On December 19, 2013 Doug Dorst uploaded two pictures of the Ship of Theseus review by Edsel B. Grimshaw. Geekyzen and Mystimus both written excellent blog posts about the review.
I was intrigued by the ad next to the review (2nd page) for the fictional book Moonlight. @0bFuSc8 on twitter found links to additional ads and posted them on twitter and in the comments of the SFiles22 blog.
Here is the ad as it appears in the review:
Asking the google, I was able to find the original ad that was adapted for use in the review. It comes from the August 26, 1950 edition of The Saturday Review.
"German general kidnapped from Crete by Englishmen and partisan guerillas..."
It's interesting in that the ad gives another us another link to Greece (Santorini Man) and the author also wrote a book titled Bats with Baby Faces which is reference taken from T.S. Eliot's The Waste Land. I was unable to find any additional information on the book other than it was published by Harlequin Books (1951) and appears to be pulp fiction. I welcome any additional information that readers may have to offer.
(Fair use under U.S. Copyright law allows for the use of copyrighted works for non-commercial educational purposes)
(7/31/14, tags added and edited for grammar)

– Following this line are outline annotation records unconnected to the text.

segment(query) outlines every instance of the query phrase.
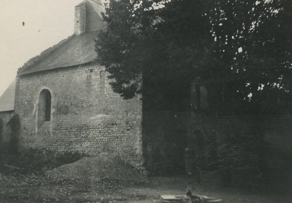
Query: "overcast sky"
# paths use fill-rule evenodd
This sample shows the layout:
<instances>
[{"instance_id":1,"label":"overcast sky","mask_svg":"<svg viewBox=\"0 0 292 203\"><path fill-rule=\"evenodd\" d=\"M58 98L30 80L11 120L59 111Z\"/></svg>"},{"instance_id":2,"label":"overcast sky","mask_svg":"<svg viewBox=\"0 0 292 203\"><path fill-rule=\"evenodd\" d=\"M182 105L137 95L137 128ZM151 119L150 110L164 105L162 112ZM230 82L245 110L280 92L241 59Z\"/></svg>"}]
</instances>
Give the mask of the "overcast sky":
<instances>
[{"instance_id":1,"label":"overcast sky","mask_svg":"<svg viewBox=\"0 0 292 203\"><path fill-rule=\"evenodd\" d=\"M74 7L82 1L1 0L0 95L18 68L73 34Z\"/></svg>"}]
</instances>

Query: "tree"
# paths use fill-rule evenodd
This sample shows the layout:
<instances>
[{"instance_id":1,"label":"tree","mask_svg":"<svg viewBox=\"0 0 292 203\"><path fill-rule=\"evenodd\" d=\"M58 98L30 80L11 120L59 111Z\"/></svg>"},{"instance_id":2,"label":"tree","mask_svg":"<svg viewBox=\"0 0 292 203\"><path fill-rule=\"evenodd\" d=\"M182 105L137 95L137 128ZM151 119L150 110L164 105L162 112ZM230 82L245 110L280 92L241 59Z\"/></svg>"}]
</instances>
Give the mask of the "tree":
<instances>
[{"instance_id":1,"label":"tree","mask_svg":"<svg viewBox=\"0 0 292 203\"><path fill-rule=\"evenodd\" d=\"M112 0L98 61L114 91L126 99L142 91L146 108L187 111L190 84L198 80L213 111L278 112L291 97L291 4Z\"/></svg>"}]
</instances>

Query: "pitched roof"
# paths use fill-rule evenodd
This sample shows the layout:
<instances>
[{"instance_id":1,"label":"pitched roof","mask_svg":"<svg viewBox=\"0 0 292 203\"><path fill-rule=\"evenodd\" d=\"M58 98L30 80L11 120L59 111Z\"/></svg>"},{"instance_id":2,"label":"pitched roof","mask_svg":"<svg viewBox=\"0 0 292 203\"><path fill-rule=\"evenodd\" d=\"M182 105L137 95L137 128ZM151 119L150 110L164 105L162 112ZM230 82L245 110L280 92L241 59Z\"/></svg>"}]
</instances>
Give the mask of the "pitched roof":
<instances>
[{"instance_id":1,"label":"pitched roof","mask_svg":"<svg viewBox=\"0 0 292 203\"><path fill-rule=\"evenodd\" d=\"M0 112L14 110L15 83L14 79L0 97Z\"/></svg>"},{"instance_id":2,"label":"pitched roof","mask_svg":"<svg viewBox=\"0 0 292 203\"><path fill-rule=\"evenodd\" d=\"M18 69L18 75L93 61L97 56L94 40L98 32L73 35L42 52Z\"/></svg>"}]
</instances>

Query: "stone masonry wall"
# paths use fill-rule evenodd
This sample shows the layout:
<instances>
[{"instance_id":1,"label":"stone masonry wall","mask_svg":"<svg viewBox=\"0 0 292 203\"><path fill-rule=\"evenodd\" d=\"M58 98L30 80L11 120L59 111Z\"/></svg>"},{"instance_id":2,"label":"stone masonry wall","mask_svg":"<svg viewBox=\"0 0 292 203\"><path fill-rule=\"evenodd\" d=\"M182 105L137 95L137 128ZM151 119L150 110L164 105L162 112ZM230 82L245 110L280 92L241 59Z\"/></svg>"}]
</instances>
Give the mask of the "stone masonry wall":
<instances>
[{"instance_id":1,"label":"stone masonry wall","mask_svg":"<svg viewBox=\"0 0 292 203\"><path fill-rule=\"evenodd\" d=\"M114 93L107 74L91 64L18 76L15 111L21 146L108 152L141 166L142 101L138 96L126 100ZM51 95L51 118L40 125L39 97L44 89Z\"/></svg>"}]
</instances>

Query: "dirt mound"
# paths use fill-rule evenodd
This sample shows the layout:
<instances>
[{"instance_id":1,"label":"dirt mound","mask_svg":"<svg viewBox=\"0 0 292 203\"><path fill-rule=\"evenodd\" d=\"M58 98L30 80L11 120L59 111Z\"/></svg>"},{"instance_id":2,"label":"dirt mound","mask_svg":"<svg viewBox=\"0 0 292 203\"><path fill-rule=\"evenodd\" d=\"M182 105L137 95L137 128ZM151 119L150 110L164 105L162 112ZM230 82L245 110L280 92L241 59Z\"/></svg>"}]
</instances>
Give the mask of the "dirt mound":
<instances>
[{"instance_id":1,"label":"dirt mound","mask_svg":"<svg viewBox=\"0 0 292 203\"><path fill-rule=\"evenodd\" d=\"M147 181L146 177L130 165L109 155L83 157L48 171L46 175L56 181L75 180L112 185L137 185Z\"/></svg>"}]
</instances>

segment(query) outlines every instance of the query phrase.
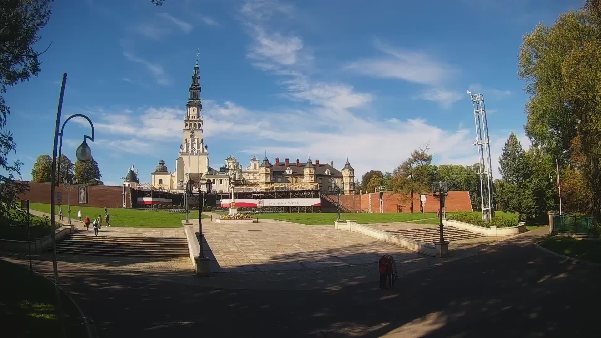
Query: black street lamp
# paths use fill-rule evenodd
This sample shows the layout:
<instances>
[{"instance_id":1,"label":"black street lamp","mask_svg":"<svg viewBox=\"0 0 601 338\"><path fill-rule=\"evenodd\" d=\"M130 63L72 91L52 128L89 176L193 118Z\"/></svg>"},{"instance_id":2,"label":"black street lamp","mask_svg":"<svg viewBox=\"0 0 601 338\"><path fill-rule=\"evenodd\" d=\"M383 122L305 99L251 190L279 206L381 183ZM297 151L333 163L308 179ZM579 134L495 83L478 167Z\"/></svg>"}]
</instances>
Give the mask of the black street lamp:
<instances>
[{"instance_id":1,"label":"black street lamp","mask_svg":"<svg viewBox=\"0 0 601 338\"><path fill-rule=\"evenodd\" d=\"M444 206L444 198L445 194L448 192L449 191L449 183L447 182L443 182L442 181L439 181L437 182L433 182L430 185L430 188L432 189L432 195L436 192L438 192L438 199L440 200L441 207L440 207L440 218L441 218L441 238L439 239L439 242L441 244L445 243L444 235L442 233L442 207Z\"/></svg>"},{"instance_id":2,"label":"black street lamp","mask_svg":"<svg viewBox=\"0 0 601 338\"><path fill-rule=\"evenodd\" d=\"M50 239L52 244L52 268L54 270L54 289L56 297L56 312L58 313L58 316L59 321L61 322L61 330L63 331L63 336L66 336L65 327L64 322L63 320L63 313L61 309L61 294L59 291L59 286L58 284L58 268L56 264L56 239L55 236L55 230L56 229L55 226L55 218L54 215L54 199L55 199L55 187L58 186L59 183L56 182L56 173L61 172L61 161L59 159L61 158L61 153L63 150L63 131L65 129L65 124L67 122L69 122L69 120L71 120L73 117L83 117L88 120L90 123L90 126L92 128L92 136L90 137L87 135L84 135L84 141L81 143L81 144L78 147L77 150L75 151L75 156L77 159L82 162L86 162L90 160L92 156L92 152L88 146L88 144L85 141L85 139L90 139L90 141L94 142L94 124L92 123L92 121L87 116L81 114L76 114L72 115L65 120L65 121L63 123L63 126L60 128L60 132L59 132L59 126L61 125L61 112L63 110L63 98L65 94L65 85L67 84L67 73L65 73L63 75L63 83L61 84L61 94L58 97L58 108L56 109L56 123L54 127L54 146L52 149L52 178L50 179L51 183L50 186L50 224L52 226L52 230L50 233ZM61 140L59 141L58 137L61 137ZM58 148L58 156L56 156L56 148ZM59 161L57 163L57 159Z\"/></svg>"}]
</instances>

The title can be found in Shakespeare's "A Midsummer Night's Dream", Act 2, Scene 1. It is spoken by Oberon (King of the Fairies) to Titania (Queen of the Fairies).
ReplyDeleteThis one-line plot summary tells me this connection matters:
"The play features three interconnecting plots, connected by a celebration of the wedding of Theseus of Athens and the Amazon queen, Hippolyta, which is set simultaneously in the woodland and in the realm of Fairyland, under the light of the moon."
(http://en.wikipedia.org/wiki/A_Midsummer_Night%27s_Dream#Plot)
Nice, another Shakespeare reference.